- Job 1 and Job 2 serve as an introduction in prose to the saga of Job. Why is most of the book arranged in poetic form, starting with Job 3?
- In cursing the day of his birth, is Job indirectly cursing God (Job 3:3)?
- How does Job’s lament over the day of his birth compare with Jeremiah’s? Cf. Jeremiah 20:14-15?
- What is Leviathan (Job 3:8) and how does it fit into Job’s lament?
- Is Job’s anger directed at his mother?
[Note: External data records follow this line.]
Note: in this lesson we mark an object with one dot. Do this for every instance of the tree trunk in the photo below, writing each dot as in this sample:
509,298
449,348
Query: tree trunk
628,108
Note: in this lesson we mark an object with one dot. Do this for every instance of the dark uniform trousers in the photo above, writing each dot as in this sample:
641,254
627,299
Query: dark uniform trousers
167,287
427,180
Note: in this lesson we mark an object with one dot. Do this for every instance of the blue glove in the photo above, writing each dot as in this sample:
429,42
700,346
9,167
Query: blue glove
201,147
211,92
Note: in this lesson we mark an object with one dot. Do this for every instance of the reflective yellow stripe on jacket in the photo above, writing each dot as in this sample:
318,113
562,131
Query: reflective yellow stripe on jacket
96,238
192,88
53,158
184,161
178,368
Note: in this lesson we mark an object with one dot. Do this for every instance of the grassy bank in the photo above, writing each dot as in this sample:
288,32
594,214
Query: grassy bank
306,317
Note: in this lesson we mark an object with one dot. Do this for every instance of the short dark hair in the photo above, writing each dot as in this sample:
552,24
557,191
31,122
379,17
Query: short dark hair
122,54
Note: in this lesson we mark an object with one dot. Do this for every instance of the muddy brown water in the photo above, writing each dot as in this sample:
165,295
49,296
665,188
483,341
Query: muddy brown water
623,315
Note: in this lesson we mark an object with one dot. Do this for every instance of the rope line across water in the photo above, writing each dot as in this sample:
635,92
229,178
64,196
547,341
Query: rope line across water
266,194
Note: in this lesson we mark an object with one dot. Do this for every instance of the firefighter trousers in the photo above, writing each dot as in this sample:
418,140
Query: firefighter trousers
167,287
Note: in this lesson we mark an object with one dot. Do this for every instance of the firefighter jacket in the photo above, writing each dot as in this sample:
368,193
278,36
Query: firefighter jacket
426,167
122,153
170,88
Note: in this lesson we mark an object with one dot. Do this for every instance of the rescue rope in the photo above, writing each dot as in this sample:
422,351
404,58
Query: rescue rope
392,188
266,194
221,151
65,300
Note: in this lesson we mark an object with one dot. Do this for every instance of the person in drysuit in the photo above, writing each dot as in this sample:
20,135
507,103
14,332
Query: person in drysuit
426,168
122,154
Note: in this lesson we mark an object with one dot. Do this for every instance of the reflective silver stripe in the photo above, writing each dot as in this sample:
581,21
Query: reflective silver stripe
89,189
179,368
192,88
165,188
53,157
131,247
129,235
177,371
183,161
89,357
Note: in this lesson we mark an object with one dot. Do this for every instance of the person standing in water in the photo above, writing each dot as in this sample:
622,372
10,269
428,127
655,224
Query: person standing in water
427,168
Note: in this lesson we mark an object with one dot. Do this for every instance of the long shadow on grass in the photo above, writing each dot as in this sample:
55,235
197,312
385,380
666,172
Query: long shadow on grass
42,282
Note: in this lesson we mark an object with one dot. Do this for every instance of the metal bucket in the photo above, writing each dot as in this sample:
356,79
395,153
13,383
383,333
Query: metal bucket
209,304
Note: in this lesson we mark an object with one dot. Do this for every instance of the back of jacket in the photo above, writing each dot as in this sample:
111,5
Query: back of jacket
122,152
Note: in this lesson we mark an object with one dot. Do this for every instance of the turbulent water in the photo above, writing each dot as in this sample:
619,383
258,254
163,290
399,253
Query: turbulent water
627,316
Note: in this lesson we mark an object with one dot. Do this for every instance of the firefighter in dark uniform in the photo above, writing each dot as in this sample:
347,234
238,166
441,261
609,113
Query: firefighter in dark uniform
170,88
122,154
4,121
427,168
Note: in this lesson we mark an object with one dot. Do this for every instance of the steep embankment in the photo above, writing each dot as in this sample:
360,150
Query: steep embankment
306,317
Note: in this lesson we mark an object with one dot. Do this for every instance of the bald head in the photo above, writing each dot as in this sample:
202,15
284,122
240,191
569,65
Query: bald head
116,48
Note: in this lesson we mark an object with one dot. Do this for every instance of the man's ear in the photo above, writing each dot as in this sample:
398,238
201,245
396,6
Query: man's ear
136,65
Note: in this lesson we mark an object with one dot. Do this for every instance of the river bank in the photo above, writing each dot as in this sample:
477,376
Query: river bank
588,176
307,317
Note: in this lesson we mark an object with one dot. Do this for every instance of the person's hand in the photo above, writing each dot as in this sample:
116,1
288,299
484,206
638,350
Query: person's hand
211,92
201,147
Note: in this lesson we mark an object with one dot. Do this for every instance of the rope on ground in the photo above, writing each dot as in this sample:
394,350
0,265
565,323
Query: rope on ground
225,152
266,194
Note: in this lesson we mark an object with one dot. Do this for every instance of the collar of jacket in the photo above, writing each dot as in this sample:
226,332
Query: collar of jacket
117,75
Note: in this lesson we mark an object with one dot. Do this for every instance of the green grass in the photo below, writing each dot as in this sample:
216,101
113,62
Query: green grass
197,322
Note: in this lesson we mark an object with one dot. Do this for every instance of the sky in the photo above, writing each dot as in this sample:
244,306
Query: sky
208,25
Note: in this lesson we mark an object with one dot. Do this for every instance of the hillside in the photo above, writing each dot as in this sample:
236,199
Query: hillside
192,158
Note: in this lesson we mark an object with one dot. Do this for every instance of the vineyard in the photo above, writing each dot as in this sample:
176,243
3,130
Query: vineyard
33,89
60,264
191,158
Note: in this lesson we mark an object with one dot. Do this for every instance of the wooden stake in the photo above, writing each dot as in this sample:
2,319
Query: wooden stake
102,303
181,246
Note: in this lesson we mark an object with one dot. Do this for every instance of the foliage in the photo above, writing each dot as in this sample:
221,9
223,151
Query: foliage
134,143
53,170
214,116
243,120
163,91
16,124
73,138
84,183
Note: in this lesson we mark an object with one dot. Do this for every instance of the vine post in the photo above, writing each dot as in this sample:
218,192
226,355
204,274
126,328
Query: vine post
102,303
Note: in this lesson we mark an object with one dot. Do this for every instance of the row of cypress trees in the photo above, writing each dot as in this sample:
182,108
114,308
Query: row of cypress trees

At God?
- In Job 3:9, the phrase translated “glimmerings of the dawn” is afapey shahar, literally, “the eyelids of dawn.” Do both renderings mean the same thing?
- What is the force of Job’s reference to king’s counselors, and nobles (Job 3:14-15)?
- What is the connection between the references to the wicked, prisoners, and slaves (Job 3:17-19) and the foregoing verses?
- What age-old theological problem does Job allude to in Job 3:20-23?
- Explain the metaphorical references of bread and water in Job 3:24.
- If Job was happy and prosperous, why did he dread what has befallen him (Job 3:25)?
- Another version translates Job 3:26 in the present tense, while JPS renders the verbs in the past tense. Which version is more accurate?